Watchmen does not follow the traditional superhero mold. The characters have distinctly human sensibilities. The lines are clear in most comic books, with superheroes possessing abnormal moral direction and villains who are clearly guided by nihilistic tendencies. This stereotype is challenged in Watchmen, where the heroes seem to lack the sensibilities of their predecessors, with an almost anarchist view of morality. The edginess of these characters could not be better demonstrated than in a flashback scene where The Comedian attempts to rape Sally Jupiter. The Comedian has serious abject traits that surface throughout the film.
Watchmen takes a different tack on history. The series that this film was based upon was created in the mid-1980s. The graphic novel intended to take aim directly at the cold war being waged between Ronald Reagan and Gorbachev. Of course, this book was conceived at a time when the Berlin Wall was still standing and the Cold War was not perceived to be experiencing death throes. Yet a few short years later, Reagan’s policies helped bring down the wall. This book did not intend to treat Reagan nicely. It was intended to create a parallel…with the superheroes representing the government (who watches the watchmen?) Reagan was a popular President, so an alternate history was created with a multi-term Nixon (who won the Viet Nam war by employing the services of the Watchmen) filling the role as the government heavy. I found the idea to be cowardly (because it intended to divert backlash due to Reagan’s popularity). However, the alternate reality did create an interesting setting for extraordinary characters to exist.
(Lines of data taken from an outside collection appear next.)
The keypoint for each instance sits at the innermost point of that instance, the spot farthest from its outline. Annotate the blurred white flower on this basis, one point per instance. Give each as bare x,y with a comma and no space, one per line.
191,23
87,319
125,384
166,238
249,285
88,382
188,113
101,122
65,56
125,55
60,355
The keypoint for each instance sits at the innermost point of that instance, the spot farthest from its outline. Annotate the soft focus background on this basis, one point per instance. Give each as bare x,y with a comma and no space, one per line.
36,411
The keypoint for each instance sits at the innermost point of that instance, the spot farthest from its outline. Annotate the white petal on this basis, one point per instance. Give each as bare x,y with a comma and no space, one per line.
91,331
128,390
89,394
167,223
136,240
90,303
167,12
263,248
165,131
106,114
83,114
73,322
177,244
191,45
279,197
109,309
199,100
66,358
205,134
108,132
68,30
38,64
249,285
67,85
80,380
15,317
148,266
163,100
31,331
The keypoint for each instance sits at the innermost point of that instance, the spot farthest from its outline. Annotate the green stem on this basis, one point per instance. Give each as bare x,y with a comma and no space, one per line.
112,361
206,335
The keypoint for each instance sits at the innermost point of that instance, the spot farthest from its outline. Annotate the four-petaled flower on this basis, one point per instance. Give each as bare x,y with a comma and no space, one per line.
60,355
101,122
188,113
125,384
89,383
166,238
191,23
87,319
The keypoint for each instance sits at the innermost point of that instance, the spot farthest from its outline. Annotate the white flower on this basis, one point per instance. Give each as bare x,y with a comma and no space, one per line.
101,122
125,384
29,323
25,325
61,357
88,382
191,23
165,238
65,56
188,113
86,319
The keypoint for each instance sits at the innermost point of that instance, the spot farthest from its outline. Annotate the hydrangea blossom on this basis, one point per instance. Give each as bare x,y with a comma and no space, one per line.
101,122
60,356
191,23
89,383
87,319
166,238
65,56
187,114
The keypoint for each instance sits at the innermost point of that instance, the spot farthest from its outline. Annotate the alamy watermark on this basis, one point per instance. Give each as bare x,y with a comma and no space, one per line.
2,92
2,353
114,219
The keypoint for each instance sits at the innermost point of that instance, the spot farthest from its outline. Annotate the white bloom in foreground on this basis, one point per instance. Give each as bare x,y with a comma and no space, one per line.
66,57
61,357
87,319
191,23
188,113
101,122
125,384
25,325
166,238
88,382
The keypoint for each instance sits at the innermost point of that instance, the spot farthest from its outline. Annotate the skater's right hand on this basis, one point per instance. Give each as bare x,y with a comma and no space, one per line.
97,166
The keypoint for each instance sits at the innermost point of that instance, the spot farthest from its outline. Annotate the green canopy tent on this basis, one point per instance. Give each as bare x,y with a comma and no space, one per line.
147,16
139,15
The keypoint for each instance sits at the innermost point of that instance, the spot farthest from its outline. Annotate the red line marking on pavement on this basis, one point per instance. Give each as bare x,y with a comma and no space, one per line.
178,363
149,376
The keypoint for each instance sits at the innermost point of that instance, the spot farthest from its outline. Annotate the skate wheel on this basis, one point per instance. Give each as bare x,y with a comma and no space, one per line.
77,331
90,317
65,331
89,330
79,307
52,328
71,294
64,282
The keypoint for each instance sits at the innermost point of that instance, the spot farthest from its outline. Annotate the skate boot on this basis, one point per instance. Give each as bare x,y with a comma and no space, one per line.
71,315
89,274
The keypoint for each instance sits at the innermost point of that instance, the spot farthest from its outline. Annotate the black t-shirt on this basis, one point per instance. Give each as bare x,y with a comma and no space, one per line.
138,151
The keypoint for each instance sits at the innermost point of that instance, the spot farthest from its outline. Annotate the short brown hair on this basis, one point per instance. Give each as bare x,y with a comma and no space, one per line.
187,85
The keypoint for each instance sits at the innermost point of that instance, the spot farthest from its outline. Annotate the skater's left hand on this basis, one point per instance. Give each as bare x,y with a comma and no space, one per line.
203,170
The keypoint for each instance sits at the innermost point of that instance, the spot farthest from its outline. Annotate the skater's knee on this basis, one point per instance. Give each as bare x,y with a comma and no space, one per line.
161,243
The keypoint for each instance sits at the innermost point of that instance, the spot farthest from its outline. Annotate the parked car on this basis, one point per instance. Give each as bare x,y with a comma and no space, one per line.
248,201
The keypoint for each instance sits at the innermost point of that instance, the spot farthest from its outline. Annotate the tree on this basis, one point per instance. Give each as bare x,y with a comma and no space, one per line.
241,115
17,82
Watchmen has a back story that needs to be presented in order for the characters to make sense. This is accomplished in a variety of ways. Much of the history of the Watchmen is covered during the opening credits, which tracks various eras dating back to the 1940s. I thought that the use of MTV and President Nixon was an anachronism until the story revealed the alternate history in which Nixon gets elected several times. The story takes place in 1985 at a time when the United States and the USSR attempt to resolve internecine issues. The United States has a major advantage, with Dr. Manhattan providing the equivalent of Strategic Defense Initiative. Dr. Manhattan was a nuclear scientist who was caught in an experiment which reduced him to atomic level. Dr. Manhattan reconstructed himself with strange abilities. Dr. Manhattan became the center of the United States defensive posture due to his ability to provide a nuclear shield for the United States (although it is revealed that he would probably not be able to stop the entire Soviet arsenal). Historical elements are picked up throughout the film through the use of flashbacks or memories triggered through a variety of methods.